First FDA-approved umbilical cord blood stem cells infusion trial in children with cerebral palsy

Medical College of Georgia researchers are conducting the first FDA-approved clinical trial to determine whether an infusion of stem cells from umbilical cord blood can improve the quality of life for children with cerebral palsy.

The study will include 40 children age 2-12 whose parents have stored cord blood at the Cord Blood Registry in Tucson, Ariz.

Umbilical cord blood is rich in stem cells, which can divide and morph into different types of cells throughout the body, said Dr.
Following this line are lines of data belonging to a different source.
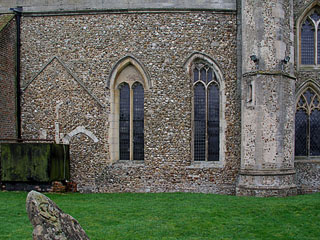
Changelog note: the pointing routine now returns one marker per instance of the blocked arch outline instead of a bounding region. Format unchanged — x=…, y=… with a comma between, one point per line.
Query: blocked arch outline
x=124, y=62
x=307, y=84
x=221, y=83
x=113, y=117
x=302, y=15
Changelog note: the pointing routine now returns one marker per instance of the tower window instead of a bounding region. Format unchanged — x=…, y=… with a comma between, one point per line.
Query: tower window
x=307, y=124
x=310, y=39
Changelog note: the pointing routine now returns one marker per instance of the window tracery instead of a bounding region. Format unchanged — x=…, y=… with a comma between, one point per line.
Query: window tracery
x=310, y=38
x=206, y=108
x=307, y=124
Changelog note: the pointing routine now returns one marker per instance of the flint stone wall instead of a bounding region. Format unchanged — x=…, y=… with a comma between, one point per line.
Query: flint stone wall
x=308, y=170
x=85, y=5
x=66, y=61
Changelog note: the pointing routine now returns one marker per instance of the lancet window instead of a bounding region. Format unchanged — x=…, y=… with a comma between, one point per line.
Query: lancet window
x=206, y=111
x=307, y=124
x=310, y=38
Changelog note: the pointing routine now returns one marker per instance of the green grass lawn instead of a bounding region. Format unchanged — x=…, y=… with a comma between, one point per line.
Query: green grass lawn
x=173, y=216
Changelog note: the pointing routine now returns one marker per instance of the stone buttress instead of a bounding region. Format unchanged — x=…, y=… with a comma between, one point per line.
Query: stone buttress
x=268, y=88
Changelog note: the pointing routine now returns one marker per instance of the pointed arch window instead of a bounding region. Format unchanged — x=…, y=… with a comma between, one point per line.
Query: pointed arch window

James Carroll, professor and chief of pediatric neurology in MCG School of Medicine and principal investigator on the study.

Cerebral palsy, caused by a brain injury or lack of oxygen in the brain before birth or during the first few years of life, can impair movement, learning, hearing, vision and cognitive skills. Two to 3 children in 1,000 are affected by it, according to the Centers for Disease Control.

Animal studies indicate that infused stem cells help injured brain cells recover and replace brain cells that have died, Dr. Carroll said.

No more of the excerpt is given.